I would say this is another problem. If an external call to a web service is involved, then you can NEVER have an atomic call in the first place. One always needs to just have a state machine to navigate these cases.

Even with a monolith, what if you have a power-off at the wrong moment?

What you are describing here is to me pretty much the job description of a backend programmer to me -- think through and prepare for what happens if power disappears between code line N and code line N+1 in all situations.

In your specific example one would probably use a reserve/capture flow with the payment services provider; first get a reservation for the amount, then do the external webservice call, then finally to a capture call.

In our code we pretty much always write "I am about to call external webservice" to our database in one DB transaction (as an event), then call the external webservice, and finally if we get a response, write "I am done calling external webservice" as an event. And then there's a background worker that sits and monitors for cases of "about-to-call events without matching completed-events within 5 minutes", and does according required actions to clean up.

If a monolith "solves" this problem then I would say the monolith is buggy. A monolith should also be able to always have a sudden power-off without misbehaving.

A power-off between line N and N+1 in a monolith is pretty much the same as a call between two microservices failing at the wrong moment. Not a qualitative difference only a quantitive one (in that power-off MAY be more rare than network errors).

Where the difference is is in the things that an ACID database allows you to commit atomically (changes to your internal data either all happening or none happening).

Philip-J-Fry · on Dec 16, 2021

Well that's the thing isn't it. As soon as you move away from the atomicity of a relational database you can't guarantee anything. And then we, like you do to, resort to cleanup jobs everywhere trying to rectify problems.

I think that's one of the things people rarely think of when moving to microservices. Just how much effort needs to be made to rectify errors.

marcosdumay · on Dec 16, 2021

> you can't guarantee anything

You can always guarantee atomicity. You will just have to implement it yourself (what is not easy, but always possible, unless there are conflicting requisites of performance and network distribution).

And yes, the cleanup jobs are part of how you implement it. But you shouldn't be "trying to rectify the problems", you should be rectifying the problems, with certainty.

baskethead · on Dec 16, 2021

You create a state machine.

Create the order, and set the status to pending. Keep checking the web service until it allows the transaction. Set the status to authorized and set the status to payment. Keep trying the payment until it succeeds, officially set the order and set status to ordered.

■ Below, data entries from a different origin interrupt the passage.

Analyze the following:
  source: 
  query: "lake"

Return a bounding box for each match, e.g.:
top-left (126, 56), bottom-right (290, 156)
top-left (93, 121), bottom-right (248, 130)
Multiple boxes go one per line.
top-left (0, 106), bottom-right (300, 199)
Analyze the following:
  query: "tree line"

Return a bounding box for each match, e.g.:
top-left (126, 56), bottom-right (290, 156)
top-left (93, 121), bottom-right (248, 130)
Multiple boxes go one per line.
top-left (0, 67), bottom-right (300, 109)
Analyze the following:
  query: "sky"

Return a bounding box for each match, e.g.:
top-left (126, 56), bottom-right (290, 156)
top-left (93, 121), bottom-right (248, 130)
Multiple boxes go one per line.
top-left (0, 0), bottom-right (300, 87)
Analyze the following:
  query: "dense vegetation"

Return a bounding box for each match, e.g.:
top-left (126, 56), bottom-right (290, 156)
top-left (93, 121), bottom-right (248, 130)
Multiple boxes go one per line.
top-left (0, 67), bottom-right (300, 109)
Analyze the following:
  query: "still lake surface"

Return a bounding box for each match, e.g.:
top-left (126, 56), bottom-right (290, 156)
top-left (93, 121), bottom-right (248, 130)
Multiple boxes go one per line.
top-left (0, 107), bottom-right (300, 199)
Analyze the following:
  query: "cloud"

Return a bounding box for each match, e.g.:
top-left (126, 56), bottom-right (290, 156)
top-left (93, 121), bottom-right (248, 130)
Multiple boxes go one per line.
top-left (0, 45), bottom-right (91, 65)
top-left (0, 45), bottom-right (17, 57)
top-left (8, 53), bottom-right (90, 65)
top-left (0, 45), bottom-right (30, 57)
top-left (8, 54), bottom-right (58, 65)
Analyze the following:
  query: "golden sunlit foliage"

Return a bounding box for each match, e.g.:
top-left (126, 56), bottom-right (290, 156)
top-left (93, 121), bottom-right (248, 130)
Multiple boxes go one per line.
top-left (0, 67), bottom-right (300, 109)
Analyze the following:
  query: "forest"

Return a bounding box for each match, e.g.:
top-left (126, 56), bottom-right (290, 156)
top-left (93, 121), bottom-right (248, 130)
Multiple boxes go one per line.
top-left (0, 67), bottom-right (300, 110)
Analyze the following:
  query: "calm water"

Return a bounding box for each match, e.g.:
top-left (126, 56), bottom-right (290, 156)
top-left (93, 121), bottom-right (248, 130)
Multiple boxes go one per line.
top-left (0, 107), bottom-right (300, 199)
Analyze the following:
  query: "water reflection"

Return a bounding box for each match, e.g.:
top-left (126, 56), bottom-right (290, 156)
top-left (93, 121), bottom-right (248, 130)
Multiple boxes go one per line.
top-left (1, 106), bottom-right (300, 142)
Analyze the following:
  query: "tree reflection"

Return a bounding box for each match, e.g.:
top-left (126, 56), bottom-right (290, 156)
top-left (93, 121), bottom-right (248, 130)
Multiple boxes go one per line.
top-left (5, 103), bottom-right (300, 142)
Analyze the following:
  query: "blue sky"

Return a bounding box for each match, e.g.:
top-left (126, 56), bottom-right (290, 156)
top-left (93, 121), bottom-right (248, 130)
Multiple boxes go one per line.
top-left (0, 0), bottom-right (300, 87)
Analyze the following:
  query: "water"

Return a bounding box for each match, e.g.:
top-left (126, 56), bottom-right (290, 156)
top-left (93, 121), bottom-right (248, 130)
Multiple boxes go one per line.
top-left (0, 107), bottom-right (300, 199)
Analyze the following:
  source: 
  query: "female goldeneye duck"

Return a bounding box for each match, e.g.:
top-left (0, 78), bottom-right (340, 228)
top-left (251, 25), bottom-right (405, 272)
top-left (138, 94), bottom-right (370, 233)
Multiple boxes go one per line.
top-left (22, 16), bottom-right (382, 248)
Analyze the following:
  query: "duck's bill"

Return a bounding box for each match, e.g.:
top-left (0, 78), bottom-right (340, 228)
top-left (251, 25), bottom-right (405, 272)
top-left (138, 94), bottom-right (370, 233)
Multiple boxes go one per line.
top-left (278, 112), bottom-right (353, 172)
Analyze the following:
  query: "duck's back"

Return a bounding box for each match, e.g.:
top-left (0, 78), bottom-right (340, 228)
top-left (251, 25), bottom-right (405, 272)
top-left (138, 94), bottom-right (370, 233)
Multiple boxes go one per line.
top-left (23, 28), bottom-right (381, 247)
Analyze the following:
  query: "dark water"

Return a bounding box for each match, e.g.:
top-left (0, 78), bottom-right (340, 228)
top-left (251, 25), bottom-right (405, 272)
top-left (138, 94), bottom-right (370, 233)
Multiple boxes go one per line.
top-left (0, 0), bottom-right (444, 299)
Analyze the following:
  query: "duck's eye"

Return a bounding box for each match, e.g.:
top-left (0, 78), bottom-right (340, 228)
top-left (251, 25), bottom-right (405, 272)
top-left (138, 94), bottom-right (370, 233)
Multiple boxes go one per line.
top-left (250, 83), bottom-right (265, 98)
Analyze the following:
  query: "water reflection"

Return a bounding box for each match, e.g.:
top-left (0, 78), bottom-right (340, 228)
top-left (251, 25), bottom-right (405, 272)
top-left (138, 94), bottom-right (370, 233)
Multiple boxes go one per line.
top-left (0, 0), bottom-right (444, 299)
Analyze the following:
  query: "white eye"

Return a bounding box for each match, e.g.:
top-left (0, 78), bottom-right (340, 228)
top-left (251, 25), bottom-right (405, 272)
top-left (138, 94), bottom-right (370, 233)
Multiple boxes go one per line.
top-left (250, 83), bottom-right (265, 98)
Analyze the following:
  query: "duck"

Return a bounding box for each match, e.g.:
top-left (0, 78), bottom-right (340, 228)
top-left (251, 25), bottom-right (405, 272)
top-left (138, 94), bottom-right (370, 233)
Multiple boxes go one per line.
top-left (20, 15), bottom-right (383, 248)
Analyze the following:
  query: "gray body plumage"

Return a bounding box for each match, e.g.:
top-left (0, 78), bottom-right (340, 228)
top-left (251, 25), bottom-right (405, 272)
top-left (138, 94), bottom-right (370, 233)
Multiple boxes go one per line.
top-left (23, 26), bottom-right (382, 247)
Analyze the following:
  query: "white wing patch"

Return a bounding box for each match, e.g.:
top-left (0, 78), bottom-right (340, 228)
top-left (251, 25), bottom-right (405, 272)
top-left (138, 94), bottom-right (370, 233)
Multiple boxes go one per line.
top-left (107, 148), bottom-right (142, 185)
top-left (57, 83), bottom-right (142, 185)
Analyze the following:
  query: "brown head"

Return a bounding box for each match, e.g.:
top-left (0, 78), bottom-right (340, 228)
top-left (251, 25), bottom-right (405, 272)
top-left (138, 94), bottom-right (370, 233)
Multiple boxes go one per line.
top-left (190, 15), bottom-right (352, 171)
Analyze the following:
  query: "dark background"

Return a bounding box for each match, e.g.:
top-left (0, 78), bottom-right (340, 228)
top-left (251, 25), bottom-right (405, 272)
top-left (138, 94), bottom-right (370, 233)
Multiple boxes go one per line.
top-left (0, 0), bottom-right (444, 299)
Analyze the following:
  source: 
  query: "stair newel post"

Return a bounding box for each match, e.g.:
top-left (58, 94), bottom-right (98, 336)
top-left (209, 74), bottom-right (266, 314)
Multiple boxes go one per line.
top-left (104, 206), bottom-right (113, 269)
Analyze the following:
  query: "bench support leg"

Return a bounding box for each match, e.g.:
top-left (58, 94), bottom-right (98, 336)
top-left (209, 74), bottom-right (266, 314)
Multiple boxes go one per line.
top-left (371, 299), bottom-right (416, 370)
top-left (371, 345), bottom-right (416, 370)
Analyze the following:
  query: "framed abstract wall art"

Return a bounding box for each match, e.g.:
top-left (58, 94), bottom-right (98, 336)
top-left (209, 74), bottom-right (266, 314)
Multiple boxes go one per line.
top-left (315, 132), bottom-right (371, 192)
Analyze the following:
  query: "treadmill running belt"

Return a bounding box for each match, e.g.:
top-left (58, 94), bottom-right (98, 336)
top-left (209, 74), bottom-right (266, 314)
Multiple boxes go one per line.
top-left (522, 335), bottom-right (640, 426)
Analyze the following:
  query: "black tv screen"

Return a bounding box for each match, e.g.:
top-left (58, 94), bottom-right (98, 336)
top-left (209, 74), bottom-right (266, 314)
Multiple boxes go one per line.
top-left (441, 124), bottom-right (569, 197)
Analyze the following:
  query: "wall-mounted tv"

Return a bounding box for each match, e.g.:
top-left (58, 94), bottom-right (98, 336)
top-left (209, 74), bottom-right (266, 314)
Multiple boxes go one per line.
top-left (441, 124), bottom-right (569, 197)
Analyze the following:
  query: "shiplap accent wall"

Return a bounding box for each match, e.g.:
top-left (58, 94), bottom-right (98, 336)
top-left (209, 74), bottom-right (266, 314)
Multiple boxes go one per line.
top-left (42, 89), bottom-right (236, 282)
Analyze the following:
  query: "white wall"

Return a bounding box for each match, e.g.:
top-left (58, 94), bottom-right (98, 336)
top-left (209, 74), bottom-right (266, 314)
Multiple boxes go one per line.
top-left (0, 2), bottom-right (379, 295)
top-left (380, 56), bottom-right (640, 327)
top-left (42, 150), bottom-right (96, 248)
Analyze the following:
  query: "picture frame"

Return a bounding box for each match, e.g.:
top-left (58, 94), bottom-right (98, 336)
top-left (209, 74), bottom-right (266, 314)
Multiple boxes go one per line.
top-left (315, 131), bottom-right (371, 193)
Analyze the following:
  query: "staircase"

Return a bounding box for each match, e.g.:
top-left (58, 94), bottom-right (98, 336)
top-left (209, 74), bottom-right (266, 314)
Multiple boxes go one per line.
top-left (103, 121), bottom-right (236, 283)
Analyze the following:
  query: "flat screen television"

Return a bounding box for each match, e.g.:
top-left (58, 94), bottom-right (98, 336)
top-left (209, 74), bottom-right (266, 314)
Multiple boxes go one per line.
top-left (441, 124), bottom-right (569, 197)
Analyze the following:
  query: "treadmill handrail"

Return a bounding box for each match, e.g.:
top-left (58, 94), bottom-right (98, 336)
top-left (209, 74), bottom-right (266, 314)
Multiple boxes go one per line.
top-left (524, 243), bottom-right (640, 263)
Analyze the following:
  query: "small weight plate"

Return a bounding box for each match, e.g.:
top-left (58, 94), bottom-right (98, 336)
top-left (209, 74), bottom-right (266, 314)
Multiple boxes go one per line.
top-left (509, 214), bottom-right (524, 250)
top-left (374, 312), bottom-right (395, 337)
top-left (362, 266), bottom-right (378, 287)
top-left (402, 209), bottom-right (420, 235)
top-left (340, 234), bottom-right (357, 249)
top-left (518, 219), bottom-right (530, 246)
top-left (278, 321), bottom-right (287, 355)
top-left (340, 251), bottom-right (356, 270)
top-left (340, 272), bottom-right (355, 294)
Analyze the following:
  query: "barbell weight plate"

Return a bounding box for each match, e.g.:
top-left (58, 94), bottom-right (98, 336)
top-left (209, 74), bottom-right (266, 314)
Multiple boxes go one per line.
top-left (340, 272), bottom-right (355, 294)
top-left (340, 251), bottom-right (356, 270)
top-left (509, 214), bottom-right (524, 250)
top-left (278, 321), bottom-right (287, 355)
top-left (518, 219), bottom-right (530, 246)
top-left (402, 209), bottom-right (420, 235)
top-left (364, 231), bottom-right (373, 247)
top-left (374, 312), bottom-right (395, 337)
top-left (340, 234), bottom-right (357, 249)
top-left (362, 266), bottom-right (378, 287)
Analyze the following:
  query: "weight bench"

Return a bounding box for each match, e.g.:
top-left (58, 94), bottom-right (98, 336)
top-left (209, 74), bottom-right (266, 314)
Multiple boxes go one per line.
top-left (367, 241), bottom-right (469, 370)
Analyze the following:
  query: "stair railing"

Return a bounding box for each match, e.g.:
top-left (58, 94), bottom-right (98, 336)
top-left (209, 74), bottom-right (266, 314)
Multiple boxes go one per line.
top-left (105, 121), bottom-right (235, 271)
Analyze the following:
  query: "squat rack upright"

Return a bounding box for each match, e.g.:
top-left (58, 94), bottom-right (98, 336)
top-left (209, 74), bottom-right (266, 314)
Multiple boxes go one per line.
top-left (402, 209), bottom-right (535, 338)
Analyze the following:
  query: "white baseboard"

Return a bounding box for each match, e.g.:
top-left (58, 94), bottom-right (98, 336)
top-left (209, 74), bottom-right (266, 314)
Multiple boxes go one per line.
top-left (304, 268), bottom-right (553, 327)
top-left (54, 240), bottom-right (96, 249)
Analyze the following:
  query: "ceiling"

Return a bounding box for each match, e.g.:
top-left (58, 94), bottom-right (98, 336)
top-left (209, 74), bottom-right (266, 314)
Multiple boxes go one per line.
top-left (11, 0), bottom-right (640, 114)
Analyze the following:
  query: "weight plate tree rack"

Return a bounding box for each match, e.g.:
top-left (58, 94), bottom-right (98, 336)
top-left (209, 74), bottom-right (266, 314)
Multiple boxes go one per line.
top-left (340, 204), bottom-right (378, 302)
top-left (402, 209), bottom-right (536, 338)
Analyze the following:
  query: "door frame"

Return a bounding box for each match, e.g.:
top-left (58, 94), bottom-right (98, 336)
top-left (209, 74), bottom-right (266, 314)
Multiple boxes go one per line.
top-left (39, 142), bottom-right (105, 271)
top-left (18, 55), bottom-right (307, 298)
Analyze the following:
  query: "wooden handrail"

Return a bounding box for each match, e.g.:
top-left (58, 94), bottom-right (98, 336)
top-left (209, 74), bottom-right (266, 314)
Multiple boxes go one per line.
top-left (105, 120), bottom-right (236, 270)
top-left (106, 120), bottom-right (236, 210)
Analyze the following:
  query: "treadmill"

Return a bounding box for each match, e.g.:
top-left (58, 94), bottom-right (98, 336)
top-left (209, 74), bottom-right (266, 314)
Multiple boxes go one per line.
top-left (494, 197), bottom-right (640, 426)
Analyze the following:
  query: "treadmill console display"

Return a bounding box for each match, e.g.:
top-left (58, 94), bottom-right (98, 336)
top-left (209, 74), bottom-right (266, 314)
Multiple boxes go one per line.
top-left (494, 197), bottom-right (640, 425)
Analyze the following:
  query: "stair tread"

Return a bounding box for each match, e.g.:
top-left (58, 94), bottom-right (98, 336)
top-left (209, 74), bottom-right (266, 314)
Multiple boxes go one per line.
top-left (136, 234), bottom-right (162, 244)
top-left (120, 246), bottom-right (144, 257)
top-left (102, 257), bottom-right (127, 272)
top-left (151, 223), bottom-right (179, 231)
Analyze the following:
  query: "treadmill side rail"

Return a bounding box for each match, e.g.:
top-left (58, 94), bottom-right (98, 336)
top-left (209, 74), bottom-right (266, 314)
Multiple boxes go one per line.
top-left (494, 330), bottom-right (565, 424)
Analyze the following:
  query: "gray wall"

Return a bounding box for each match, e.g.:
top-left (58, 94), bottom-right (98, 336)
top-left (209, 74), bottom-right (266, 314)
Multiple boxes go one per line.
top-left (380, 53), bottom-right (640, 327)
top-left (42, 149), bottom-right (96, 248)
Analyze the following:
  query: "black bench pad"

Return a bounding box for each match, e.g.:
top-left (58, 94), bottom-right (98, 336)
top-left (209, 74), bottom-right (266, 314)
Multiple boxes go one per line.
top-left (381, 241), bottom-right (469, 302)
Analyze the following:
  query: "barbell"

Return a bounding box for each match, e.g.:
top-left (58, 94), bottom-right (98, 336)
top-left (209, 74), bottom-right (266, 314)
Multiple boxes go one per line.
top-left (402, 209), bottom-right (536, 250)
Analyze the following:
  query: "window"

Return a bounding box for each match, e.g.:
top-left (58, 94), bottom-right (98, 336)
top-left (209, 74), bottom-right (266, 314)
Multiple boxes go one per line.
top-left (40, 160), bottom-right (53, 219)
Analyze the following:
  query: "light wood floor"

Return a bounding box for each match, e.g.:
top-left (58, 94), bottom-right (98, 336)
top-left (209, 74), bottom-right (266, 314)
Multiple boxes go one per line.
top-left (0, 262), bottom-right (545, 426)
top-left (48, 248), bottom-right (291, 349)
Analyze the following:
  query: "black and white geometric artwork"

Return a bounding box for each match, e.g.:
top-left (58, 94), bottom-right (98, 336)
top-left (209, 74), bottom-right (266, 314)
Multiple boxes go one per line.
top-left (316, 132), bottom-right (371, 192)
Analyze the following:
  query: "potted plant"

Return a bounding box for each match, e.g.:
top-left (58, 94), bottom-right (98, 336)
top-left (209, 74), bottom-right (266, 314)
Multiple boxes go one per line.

I really find it hard to believe that the regulations won't allow you to check the web service for authorization before creating the order. If that's really the case then create the order and check, and if it doesn't work, then cancel the status of the order and retry. It's only a few rows in the database. If this happens often then show the data to your local politician or what not and tell them they need to add more flexibility to the regulation.